Although Arshile Gorky is included in the book Abstract Painting: Concepts and Techniques for his abstract work, it is interesting to spotlight an important series of representational works he produced. Within the National Gallery of Art’s themed show, “ The Double: Identity and Difference in Art since 1900“, there are two compositions that reveal deeply held feelings the artist had for his mother.

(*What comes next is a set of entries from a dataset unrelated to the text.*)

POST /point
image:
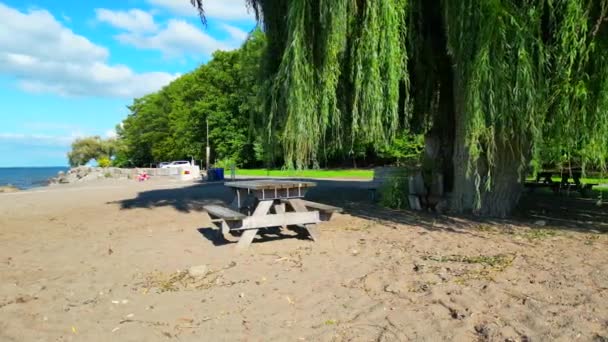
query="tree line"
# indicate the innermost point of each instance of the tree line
(227, 95)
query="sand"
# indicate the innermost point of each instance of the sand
(109, 261)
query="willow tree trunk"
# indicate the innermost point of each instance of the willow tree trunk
(471, 193)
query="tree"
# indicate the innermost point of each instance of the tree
(171, 123)
(491, 83)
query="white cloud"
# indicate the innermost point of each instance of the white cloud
(220, 9)
(47, 57)
(134, 20)
(236, 33)
(111, 133)
(36, 139)
(181, 38)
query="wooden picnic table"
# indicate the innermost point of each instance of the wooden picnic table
(276, 203)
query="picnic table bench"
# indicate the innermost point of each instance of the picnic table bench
(268, 204)
(544, 180)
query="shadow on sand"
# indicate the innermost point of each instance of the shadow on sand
(270, 234)
(559, 211)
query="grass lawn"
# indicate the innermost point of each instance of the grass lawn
(337, 173)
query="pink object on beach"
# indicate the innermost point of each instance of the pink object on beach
(143, 176)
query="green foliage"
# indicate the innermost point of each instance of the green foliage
(171, 124)
(394, 192)
(85, 149)
(520, 77)
(406, 149)
(338, 80)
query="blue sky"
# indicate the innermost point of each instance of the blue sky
(69, 68)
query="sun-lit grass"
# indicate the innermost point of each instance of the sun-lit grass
(337, 173)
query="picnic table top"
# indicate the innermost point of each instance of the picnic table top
(266, 184)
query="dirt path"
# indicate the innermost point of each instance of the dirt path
(108, 262)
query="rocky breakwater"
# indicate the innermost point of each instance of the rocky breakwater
(87, 174)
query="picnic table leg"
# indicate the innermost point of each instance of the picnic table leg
(249, 235)
(299, 206)
(280, 209)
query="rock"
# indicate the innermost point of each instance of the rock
(198, 271)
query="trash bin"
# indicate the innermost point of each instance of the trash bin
(219, 173)
(215, 174)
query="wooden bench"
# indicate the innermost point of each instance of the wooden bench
(223, 217)
(224, 213)
(325, 211)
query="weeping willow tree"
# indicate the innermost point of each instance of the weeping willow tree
(495, 85)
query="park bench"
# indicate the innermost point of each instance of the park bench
(325, 211)
(278, 203)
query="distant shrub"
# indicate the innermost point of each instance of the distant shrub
(394, 192)
(104, 162)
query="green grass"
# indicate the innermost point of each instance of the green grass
(337, 173)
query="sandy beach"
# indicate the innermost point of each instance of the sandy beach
(109, 261)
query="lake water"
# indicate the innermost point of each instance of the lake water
(28, 177)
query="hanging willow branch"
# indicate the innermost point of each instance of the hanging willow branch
(530, 76)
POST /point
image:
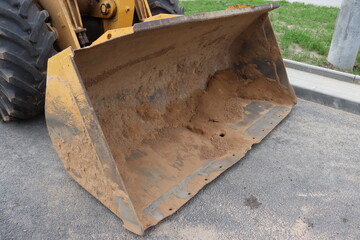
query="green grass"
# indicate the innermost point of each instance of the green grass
(304, 32)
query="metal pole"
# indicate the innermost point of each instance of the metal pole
(346, 40)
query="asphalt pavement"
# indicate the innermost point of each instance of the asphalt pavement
(301, 182)
(326, 3)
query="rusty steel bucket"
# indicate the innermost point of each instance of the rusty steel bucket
(145, 120)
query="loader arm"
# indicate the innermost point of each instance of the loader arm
(66, 17)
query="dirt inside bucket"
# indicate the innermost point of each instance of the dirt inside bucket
(157, 145)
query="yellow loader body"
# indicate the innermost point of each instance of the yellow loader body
(146, 117)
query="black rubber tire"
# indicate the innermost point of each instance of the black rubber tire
(26, 43)
(165, 6)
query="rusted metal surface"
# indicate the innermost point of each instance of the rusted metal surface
(145, 120)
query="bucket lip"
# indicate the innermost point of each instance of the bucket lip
(197, 17)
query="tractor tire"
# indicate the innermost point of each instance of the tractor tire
(26, 43)
(165, 6)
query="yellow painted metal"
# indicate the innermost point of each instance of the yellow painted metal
(114, 33)
(135, 75)
(124, 15)
(61, 20)
(94, 169)
(161, 16)
(142, 9)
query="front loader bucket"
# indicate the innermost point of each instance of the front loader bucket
(145, 120)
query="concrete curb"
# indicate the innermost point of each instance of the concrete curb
(325, 90)
(342, 76)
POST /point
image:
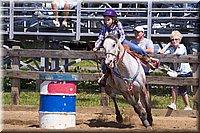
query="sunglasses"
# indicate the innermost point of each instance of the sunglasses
(174, 39)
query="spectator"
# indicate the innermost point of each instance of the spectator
(183, 69)
(62, 5)
(112, 25)
(144, 43)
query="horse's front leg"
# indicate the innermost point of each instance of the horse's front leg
(119, 117)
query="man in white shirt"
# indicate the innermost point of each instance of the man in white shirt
(183, 69)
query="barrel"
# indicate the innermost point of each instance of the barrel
(57, 101)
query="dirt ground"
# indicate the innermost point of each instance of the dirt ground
(99, 119)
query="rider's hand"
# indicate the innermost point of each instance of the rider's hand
(95, 49)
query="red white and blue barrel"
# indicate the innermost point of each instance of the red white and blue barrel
(57, 101)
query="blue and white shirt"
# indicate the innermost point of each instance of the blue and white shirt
(183, 68)
(117, 29)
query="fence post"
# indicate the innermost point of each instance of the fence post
(15, 82)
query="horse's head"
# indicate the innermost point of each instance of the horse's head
(112, 49)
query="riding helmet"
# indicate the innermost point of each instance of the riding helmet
(110, 12)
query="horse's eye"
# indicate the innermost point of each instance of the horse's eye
(114, 45)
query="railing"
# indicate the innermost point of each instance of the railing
(16, 73)
(159, 18)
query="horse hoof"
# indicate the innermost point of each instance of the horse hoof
(149, 127)
(119, 118)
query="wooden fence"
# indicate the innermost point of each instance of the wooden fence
(16, 54)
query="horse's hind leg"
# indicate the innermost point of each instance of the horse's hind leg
(148, 107)
(119, 117)
(146, 103)
(142, 114)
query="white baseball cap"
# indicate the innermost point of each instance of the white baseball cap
(138, 28)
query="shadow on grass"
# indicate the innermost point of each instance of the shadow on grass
(103, 123)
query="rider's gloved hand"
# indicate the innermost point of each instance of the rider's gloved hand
(95, 49)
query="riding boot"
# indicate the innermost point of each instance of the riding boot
(152, 65)
(102, 80)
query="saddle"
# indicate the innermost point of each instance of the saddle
(151, 62)
(135, 55)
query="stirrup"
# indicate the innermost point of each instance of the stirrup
(102, 81)
(56, 23)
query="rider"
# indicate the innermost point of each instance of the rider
(114, 26)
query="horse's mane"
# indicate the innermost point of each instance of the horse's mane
(112, 36)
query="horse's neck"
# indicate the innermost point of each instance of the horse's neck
(127, 64)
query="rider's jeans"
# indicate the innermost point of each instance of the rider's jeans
(135, 48)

Both are entitled The Artist and His Mother (c. 1926–c. 1942), they derive from a photo he had.
James Meyer in Artnet has a detailed reading of these works in the context of the NGA exhibit:
the paintings were both begun after the exiled artist discovered the photo in his father’s house sometime after his arrival in the United States in 1920. The year before, Shushan had died in Gorky’s arms, a victim of the Turkish government’s genocidal policies toward its Christian Armenian citizens. … We may never know why Gorky painted this extraordinarily affecting image twice, which canvas he began first, or whether the National Gallery portrait is unfinished. We know that the Whitney painting was a talisman for the artist, who displayed the work in his studio and altered the composition many times, and that he was still at work on the National Gallery canvas as late as 1942.
Additionally, John Strand of NGA, has a blog post focussing on the two Gorky portraits, stating
Around 1926 Gorky began a first version of The Artist and His Mother. Completed in 1936, it is now in the Whitney Museum of American Art. He later began a second version. He would work on this canvas, now in the National Gallery’s collection, intermittently until at least 1942.
The NGA exhibit closes October 31, 2022.